Document number: N4461

Ville Voutilainen
2015-04-07

Static if resurrected

Abstract

I want to bring back parts of static if; namely bring it back in a form where it's

Why? Because it allows making static decisions without having to resort to multiple overloads. Having a static if allows for simple and local code, without having to know the intricacies of overload resolution, partial ordering and SFINAE.

Introduction

Richard Smith explained the following:

The "controversial" parts of N3329 are that:
1) it does not introduce a new scope, and
2) the non-selected branch is completely ignored (the tokens aren't even 
required to be parseable)

This makes it fundamentally incompatible with the template model used by at 
least two major implementations.

If, instead, it introduced a new scope (as proposed in this thread) and we had 
a requirement that it is possible to instantiate each arm of the static if 
(that is, the same requirement we have for other token sequences in templates),
then I believe the over-my-dead-body objections from implementors would disappear.

So, the proposed static_if (perhaps we could get rid of the space, it avoids splitting the keyword onto multiple lines. Not everyone uses clang-format. Yes, people who don't are foolish, but anyway) should have the characteristics Richard outlined.

Motivation

As the first example, I find it unwieldy to do pack unpacking with multiple overloads.


template <class T> 
void f(T&& t) 
{
    /* handle one T */
} 

template <class T, class... Rest> 
void f(T&& t, Rest&&... r) 
{
    f(t); 
    /* handle the tail */
    f(r...); // I think I have a bug here if I don't have a zero-param overload
}

It would be much simpler to be able to handle the unpacking in one function template, even though we're still writing recursive code.
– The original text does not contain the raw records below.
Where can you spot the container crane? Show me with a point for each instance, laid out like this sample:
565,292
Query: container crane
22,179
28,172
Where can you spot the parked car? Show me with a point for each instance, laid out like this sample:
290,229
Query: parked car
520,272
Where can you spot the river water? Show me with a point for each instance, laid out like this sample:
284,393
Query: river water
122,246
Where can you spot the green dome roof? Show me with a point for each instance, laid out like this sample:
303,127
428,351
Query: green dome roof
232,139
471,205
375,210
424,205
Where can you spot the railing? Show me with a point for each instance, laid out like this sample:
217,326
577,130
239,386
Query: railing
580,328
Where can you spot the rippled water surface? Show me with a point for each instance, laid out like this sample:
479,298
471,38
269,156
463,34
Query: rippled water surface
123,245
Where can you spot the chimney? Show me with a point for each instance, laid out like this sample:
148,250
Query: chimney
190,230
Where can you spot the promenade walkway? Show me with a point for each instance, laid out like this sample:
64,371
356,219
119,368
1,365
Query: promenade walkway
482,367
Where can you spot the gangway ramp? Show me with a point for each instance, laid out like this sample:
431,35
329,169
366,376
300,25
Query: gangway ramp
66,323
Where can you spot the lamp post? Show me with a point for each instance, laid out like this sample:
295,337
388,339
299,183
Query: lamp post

template <class T, class... Rest> 
void f(T&& t, Rest&&... r) 
{
    /* 
      handle one T 
    */
    static_if (sizeof...(r)) {
    /*
      handle the tail 
    */
        f(r...); // I don't need a zero-param overload to do this
    }
}

Mutually exclusive constraints would also be arguably easier to grok. Instead of


template <class T, class... Args> 
enable_if_t<is_constructible_v<T, Args...>, unique_ptr<T>> 
make_unique(Args&&... args) 
{
    return unique_ptr<T>(new T(forward<Args>(args)...));
}  

template <class T, class... Args>  
enable_if_t<!is_constructible_v<T, Args...>, unique_ptr<T>>
make_unique(Args&&... args) 
{
    return unique_ptr<T>(new T{forward<Args>(args)...});
}

we could write


template <class T, class... Args> 
unique_ptr<T>
make_unique(Args&&... args) 
{
    static_if (is_constructible_v<T, Args...>) {
        return unique_ptr<T>(new T(forward<Args>(args)...));
    } else {
        return unique_ptr<T>(new T{forward<Args>(args)...});
    }
}

Even if the enable_ifs above are turned into constraints, I daresay the single-function solution is much simpler. A "damn sight nicer", if you ask me.

I expect there are many more good uses for such a facility than I can imagine. I have heard users hinting at wanting to write a function template that can take both signed and unsigned integral types, and write different code for the signed and unsigned cases, without having to worry about either branch emitting diagnostics even if never being taken - and those users do not think they want to write multiple overloads for integral types, since getting something like that right may end up being a heroic endeavor...

Yes, but don't Concepts provide a superior alternative?

Yes, for expressing the constraints of a function template, they do. No, for simplicity and locality of code, they don't. It's certainly easier to write (mutually exclusive and other) constraints with concepts, since it's possible to overload on concepts. The lack of locality remains, and the need to understand overload resolution, partial ordering and SFINAE remains. I posit that there are many simple cases where all that is still overly complex when a simple block-scope static condition would do much better. Chances are, of course, that combining Concepts with a static_if can lead to expressive designs that are far superior to what either of these facilities can provide in isolation.

For the last part, it seems like some uses of static_if could combine rather nicely with constraint disjunctions:


template <typename T, typename U> void f(T, U)
  requires C1<T> && (C2<U> || C3<U>)
{
    static_if (C2<U>) 
    {
    } 
    else if (C3<U>) 
    {
    }
}

Implementability

I fully expect the implementation difficulty of such a facility to be considerable, and it's certainly well beyond the capabilities of an intermediate front-end contributor such as myself. Is that cost worth the benefit of the facility? Hard to say. I guess it would be. :)

Teachability

Adding this facility will increase the overall complexity of the language, and since it's not identical or even very similar to the static if in D, it's not trivial to teach. I do have high hopes that it would be much simpler to teach for simple cases than using multiple overloads would be.